Direction Bournemouth au mois d’août 2019, lors du meeting de Premier League. Néanmoins, entre blessures et rendements insuffisants, Arnaut peine à s’imposer outre-Manche, assistant impuissant à la relégation des siens en Championship. Un passage obligé, auréolé d’un titre de meilleur joueur du club lors de la campagne 2020-2021. « J’ai fait mon possible por ramener le club dans l’élite, je ne peux pas faire plus et je ne peux pas rester en Championshipdira-t-il. Il faut que j’avance dans ma carrière. » Suffisant, enfin, pour voir Villarreal sonner à la porte l’été dernier et justifier la furie Danjuma.

l’homme d’émeri

L’arrivée du Néerlandais avait pourtant de quoi surprendre du côté de Castellón. Vainqueur de la Ligue Europa, qualifié en C1, Sous-marin jaune Une attaque efficace était également prévue, portée par le trio Gerard-Alcácer-Chukwueze et renforcée par l’arrivée de Boulaye Dia. Débourser près de 25 millions d’euros pour s’attacher les services d’un joueur méconnu, évoluant en deuxième division, n’était donc pas vraiment dans les habitudes du président Fernando Roig. En réalité, l’instigateur du projet se nomme Unai Emery, conscient de tout le potentiel d’arracher sa future recrue. « C’est l’un de seuls coaches au monde attribué je voue un profond respect et à qui je donne une légitimité sans failleraconté ainsi Arnaut au Gardien. Je discute une dizaine de fois par jour avec lui. C’est l’un des mecs seuls que je fais comprendre le jeu d’une autre manière. Chacune de ses causeries est une leçon de stratégie. »

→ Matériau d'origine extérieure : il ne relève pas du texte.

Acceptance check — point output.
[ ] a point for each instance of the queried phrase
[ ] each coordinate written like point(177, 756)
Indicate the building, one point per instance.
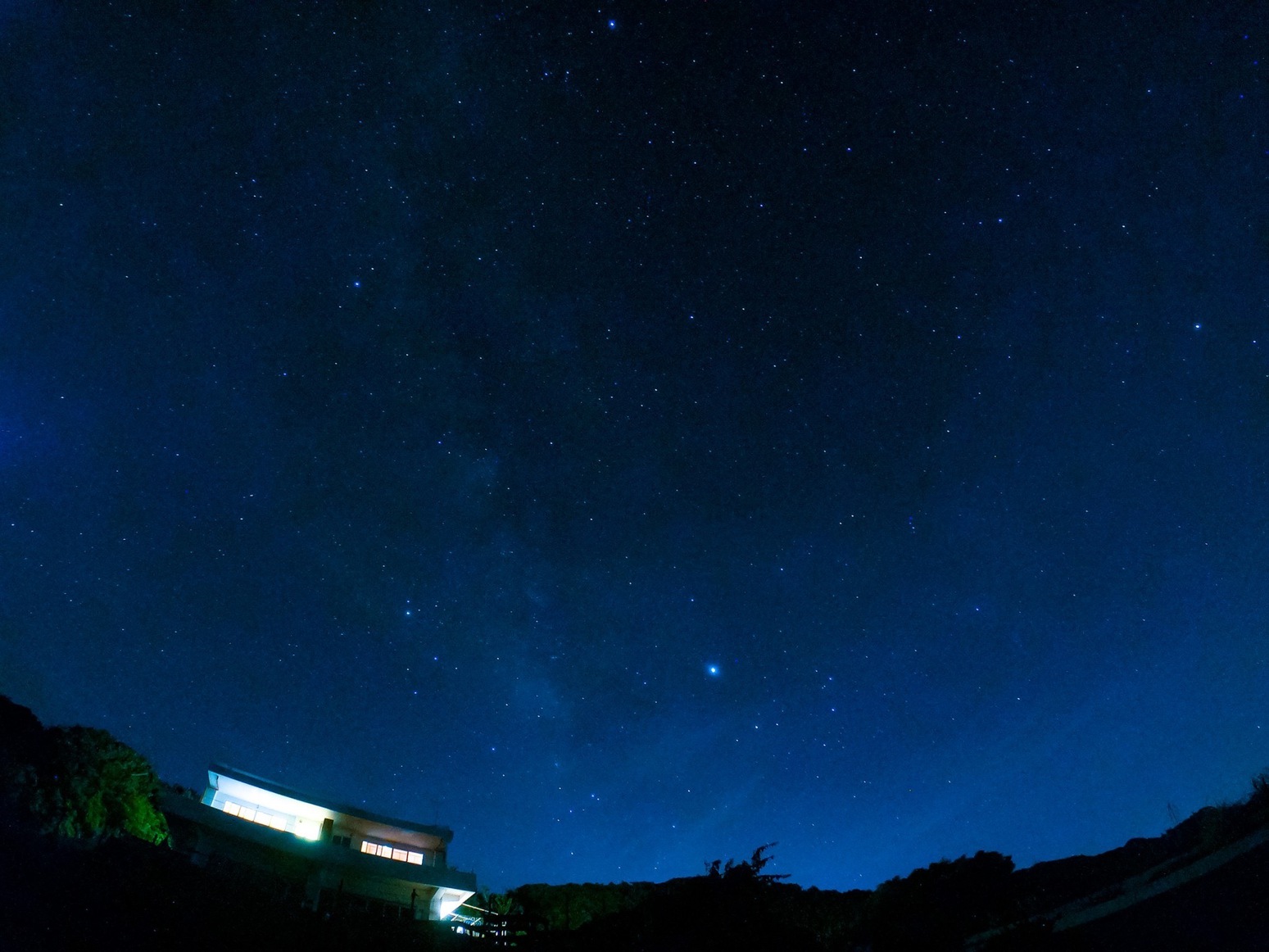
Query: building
point(329, 856)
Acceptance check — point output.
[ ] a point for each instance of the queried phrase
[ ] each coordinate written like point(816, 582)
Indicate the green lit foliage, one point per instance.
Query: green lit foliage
point(76, 782)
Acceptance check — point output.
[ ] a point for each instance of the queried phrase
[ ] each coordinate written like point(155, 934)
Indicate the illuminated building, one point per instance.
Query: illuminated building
point(329, 856)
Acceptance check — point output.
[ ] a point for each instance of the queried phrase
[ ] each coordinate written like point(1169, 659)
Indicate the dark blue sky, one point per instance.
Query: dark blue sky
point(638, 433)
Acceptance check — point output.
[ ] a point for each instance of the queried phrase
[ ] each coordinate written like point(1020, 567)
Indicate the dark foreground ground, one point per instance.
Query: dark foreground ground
point(59, 895)
point(1227, 909)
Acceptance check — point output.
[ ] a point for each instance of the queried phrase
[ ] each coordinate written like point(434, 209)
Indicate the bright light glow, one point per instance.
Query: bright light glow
point(447, 900)
point(273, 802)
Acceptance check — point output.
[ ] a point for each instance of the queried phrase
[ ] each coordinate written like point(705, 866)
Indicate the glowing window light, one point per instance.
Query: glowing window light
point(387, 852)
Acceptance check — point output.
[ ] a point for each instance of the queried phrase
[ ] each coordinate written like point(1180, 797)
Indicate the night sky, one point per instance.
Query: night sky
point(632, 434)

En Espagne, c’est en effet dans un rôle hybride et bien plus offensif que Danjuma se révèle. Pierre angulaire du 4-3-3 coach Unai, le Néerlandais s’est mué en pendentif indispensable de Yeremi Pino ou Samuel Chukwueze à gauche, et al alternative en punta. Un profil complet, bien loin des tâches défensives administrées au cours de sa vie brugeoise. « A la découverte de Villarreal, j’ai été assez surpris de le voir à ce point dans l’axe de l’attaqueanalyse Benoît Poulain. A Bruges, il restait trois infractions et dans certaines phases de contre, il se retrouvait même dans la surface avant notre numéro 9. Mais il était collé à la ligne de touche. Aujourd’hui, c’est devenu un véritable attaquant. Réussir ce changement en moins d’un an, franchise, respect. » De quoi donner un peu plus de régularité à ses 10 buts inscrits en Ligue (c’est le total le plus élevé en première division), plus surtout à ses 6 réalisations en 12 matchs de Ligue des champions. Après le même temps, je disputerais 33 matchs (26 titres) sur 45 possibles, mais je n’ai pas raté les 12 autres qui pour blessure.

« J’ai une faim énorme ! Je dirai qu’à l’instant, je faisais partie des meilleurs ailiers du monde face aux prétentieux. C’est même vrai et factuel. » Arnaut Danjuma, lui-même

« Il est en train d’écrire quelque chose de sérieuxenchaîne Poulain. Arnaut, c’est un joueur hollandais typique, hein. Comme ses compatriotes, sur le terrain il est confiant, voire arrogat pour les certitudes, il ne laisse pas faire et, surtout, il a une énorme ambition. Il a sciemment choisi Villarreal car il sait que c’est un tremplin. Aujourd’hui, il est dans une équipe que je nomme la “deuxième zone”, derrière le Real Madrid et le Barça. Et à mon avis, le connaissant, il ne va pas tarder à rejoindre la première. » Des paroles justifiant dès lors le discours plein d’à-propos d’un joueur pas près de s’arrêter. « J’aime bien faire le bilan de mes étapes en carrière : aujourd’hui j’ai 25 ans, je joue à Villarreal et je suis en Ligue des champions. C’est déjà bien. Mais je veux faire encore mieux ! J’ai une faim énorme ! Je dirai qu’à l’instant, je faisais partie des meilleurs ailiers du monde face aux prétentieux. C’est même vrai et factuel. » Le fameux « melon » hollandais. Dans un vendredi, Arnaut Danjuma devra donc faire de cette confiance absolue une arme de choix pour déstabiliser l’armée rouge de Liverpool et permettre qu’en milieu de semaine également, tout lui réussit.

Tactique : le costume moulant de Sadio Mané

Par Adel Bentaha
Propos de Benoît Poulain recueillis par AB.